当連合会では、かねてから、多数の被害者の公正かつ迅速な救済のために、原子力損害賠償に係る紛争解決に特化した独立の中立的な裁判外紛争解決機関を立法により設立すべきことを訴えてきた。センターが文部科学省の管轄する原子力損害賠償紛争審査会の中に設置されていることについては、独立した紛争解決機関としては、必ずしも理想的なものではないともいえる。他方、センターは、文部科学省のみならず裁判所、法務省及び弁護士会が協力して設立された準司法的な性格の紛争解決機関であり、その早期の設置は、現状において考え得る妥当な当面の措置であると考えられる。



当連合会は、各弁護士会からの協力を得て、実際に事件の仲介を行う和解仲介委員及びセンターの事務局として和解仲介委員を補佐する調査官等として多数の弁護士を推薦しており、今後、弁護士をはじめとした法曹がセンターの中核を担っていくこととなる。

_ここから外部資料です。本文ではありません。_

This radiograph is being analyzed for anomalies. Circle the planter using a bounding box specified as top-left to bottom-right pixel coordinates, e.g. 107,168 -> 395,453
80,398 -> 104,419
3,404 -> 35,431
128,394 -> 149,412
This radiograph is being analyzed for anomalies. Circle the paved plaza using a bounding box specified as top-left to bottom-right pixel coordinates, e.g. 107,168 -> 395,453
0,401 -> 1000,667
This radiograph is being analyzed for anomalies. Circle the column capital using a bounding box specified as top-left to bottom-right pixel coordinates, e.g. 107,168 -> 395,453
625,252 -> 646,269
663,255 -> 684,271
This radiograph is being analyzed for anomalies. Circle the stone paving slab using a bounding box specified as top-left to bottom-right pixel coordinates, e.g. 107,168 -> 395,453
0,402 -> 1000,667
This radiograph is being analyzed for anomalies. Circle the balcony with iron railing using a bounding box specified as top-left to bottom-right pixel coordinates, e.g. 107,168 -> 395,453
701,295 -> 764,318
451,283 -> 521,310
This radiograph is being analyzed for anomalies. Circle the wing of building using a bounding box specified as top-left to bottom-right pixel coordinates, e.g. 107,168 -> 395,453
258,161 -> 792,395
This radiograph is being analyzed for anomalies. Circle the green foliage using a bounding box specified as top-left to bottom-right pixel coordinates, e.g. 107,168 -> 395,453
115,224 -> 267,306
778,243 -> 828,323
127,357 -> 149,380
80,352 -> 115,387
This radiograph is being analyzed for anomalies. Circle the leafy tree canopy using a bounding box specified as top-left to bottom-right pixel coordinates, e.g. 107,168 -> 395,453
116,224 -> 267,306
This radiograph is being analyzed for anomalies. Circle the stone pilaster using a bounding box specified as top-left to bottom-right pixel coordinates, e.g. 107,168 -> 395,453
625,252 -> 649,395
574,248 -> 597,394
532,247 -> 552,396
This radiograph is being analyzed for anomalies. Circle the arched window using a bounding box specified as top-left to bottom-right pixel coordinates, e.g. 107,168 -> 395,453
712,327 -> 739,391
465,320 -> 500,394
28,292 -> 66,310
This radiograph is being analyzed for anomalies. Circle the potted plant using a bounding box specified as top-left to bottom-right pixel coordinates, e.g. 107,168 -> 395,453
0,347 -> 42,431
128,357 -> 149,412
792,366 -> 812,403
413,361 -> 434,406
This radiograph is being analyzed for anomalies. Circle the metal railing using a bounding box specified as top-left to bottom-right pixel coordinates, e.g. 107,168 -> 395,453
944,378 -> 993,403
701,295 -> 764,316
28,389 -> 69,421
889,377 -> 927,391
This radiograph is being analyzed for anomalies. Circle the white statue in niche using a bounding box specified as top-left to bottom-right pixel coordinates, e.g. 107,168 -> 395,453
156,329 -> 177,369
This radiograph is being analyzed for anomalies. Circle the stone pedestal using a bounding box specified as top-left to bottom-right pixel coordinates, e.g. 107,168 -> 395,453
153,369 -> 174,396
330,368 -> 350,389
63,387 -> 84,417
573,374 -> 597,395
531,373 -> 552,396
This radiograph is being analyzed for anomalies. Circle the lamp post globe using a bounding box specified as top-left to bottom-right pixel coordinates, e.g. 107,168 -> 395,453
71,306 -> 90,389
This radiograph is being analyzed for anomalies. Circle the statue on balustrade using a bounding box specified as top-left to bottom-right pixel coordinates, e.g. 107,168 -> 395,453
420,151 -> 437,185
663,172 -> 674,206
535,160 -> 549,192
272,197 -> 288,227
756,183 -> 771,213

和解仲介委員及び調査官等は、今後、被災者の被った損害について、適正な手続の下、中立公正な立場から、迅速な紛争解決のために尽力をしていくこととなる。センターが今後被災者や国民一般から信頼を得られるものとなるかどうかは、これら和解仲介委員や調査官等の活動にかかっているのであり、その任務と責任は重い。



当連合会は、先の見えない苦しみの中に置かれている被災者の方々が、憲法上保障された生活、権利及び人間の尊厳を回復するための足掛かりとなるよう、センターが適正に運営されることを見守るとともに、全力でこれをバックアップする所存である。また、全国の弁護士がセンターへの申立てをはじめとする原子力損害賠償の相談に応ずるよう、必要に応じ適切な態勢を整える。被災者の方々におかれては、原子力損害賠償紛争の解決の重要な選択肢として、センターへの申立てを積極的に検討していただくよう、また弁護士に相談していただくよう、お願いしたい。



最後に、当連合会は、前述のとおり、センターを独立した裁判外紛争解決機関として位置付けるとともに、①センターにおける紛争解決の実効性を確保するため、和解の仲介を行うほか、センターが相当と認めるときは、紛争についての裁定を行うことができるものとすることを含めた措置を講ずること、②センターの紛争解決手続における被害者の請求は、時効中断効を有するものとすること、③裁判所とセンターの手続の間に連携措置を講ずることなどの立法措置が採られるべきであると考えており、その早期の実現を、関係政府機関及び国会に対し、改めて要望するものである。